Complications postopératoires

Le développement d'un infarctus du myocarde périopératoire avec une augmentation de la fraction MB de créatine kinase et / ou de troponine I et l'apparition de nouvelles ondes Q sur l'ECG survient chez 2 à 5% des patients au cours d'un PAC secondaire. Les causes de l'infarctus du myocarde incluent une protection insuffisante et une revascularisation incomplète du myocarde, des problèmes techniques liés à la mise en œuvre des anastomoses, une embolie et une instabilité hémodynamique.

Durée de la fonction shunt

La combinaison de la biologie unique de l'artère thoracique interne et du bon écoulement le long de la branche interventriculaire antérieure de l'artère coronaire gauche assure une fonction normale extrêmement longue de ce shunt. La compétence d'un conduit, âgée de 10 ans, est notée chez plus de 90% des patients, et une fonction normale plus durable a été signalée 15, 20, 25 et 30 ans après la chirurgie.
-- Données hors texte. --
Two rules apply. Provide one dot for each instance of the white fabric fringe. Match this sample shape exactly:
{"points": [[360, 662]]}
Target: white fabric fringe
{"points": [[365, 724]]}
L'utilisation de l'artère thoracique interne comme moyen de dérivation d'autres artères coronaires a révélé sa compétence chez 90% des patients pendant 5 ans et à 80% pendant 10 ans.

Résultats à long terme

Les résultats à long terme peuvent être évalués par l'absence des complications suivantes: angine de poitrine récurrente, infarctus du myocarde, agnioplastie coronaire transluminale percutanée (ACTP), réopération et décès. Chacun de ces événements, en particulier le décès, peut être stratifié sur la base de conditions pré-intra et postopératoires. 60% des patients sont exempts d'angine de poitrine pendant 10 ans et leur retour tardif est dû à l'occlusion de shunts veineux ou à la progression de la sclérose coronaire native. Dans le même temps, les facteurs de risque de retour de l'angine n'augmentent pas le risque de décès. L’absence d’infarctus du myocarde dans les 5 ans suivant le PAC - 95%, cependant, les infarctus du myocarde répétés ont une incidence négative sur la survie. L'absence de mort subite est de 97% dans les 10 ans après AKSH. Une fonction ventriculaire gauche réduite est la cause la plus probable de mort subite. Un PAC réussi n'affecte pas l'existence des arythmies ventriculaires, car elles sont une conséquence de la formation de tissu cicatriciel.